I then worked with my cancer team, oncologist Dr. Stephen Lemon and radiation oncologist Dr. Nicholas Serrano, to come up with a plan for my follow-up treatment after surgery. They had me rest for 2.5 months to give my body a chance to heal, then I started chemo (pills) and radiation simultaneously. 

After surgery, I have felt well but have had some mild digestive issues. There are some medications you can take to help. My doctors have been working with that and trying different drugs and have been diligent in following up with me to get it right. I’ve also been working with a nutritionist, and Dr. Cho gave me advice on vegetables I should eat, increasing fiber intake, and not eating three big meals a day, but six smaller meals spaced throughout the day. That’s easier for my body to handle the nutrition. 

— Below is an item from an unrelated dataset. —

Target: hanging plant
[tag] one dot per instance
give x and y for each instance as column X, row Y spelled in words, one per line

My main joy is my family and for us to be all together—my wife, my kids and my five grandchildren. My wife, Franny, has been more than a support. I have so many medications I have to keep track of, and she keeps me on the straight and narrow. She is a lovely, lovely help.

I’m glad I went right in and took care of things right away, rather than waiting to see if my symptoms would go away. I’m very impressed with the care I have received at Overlake, and I have felt all along that I have been in the best hands. No traces of cancer have been found, and I am cancer-free as of my last CT scan.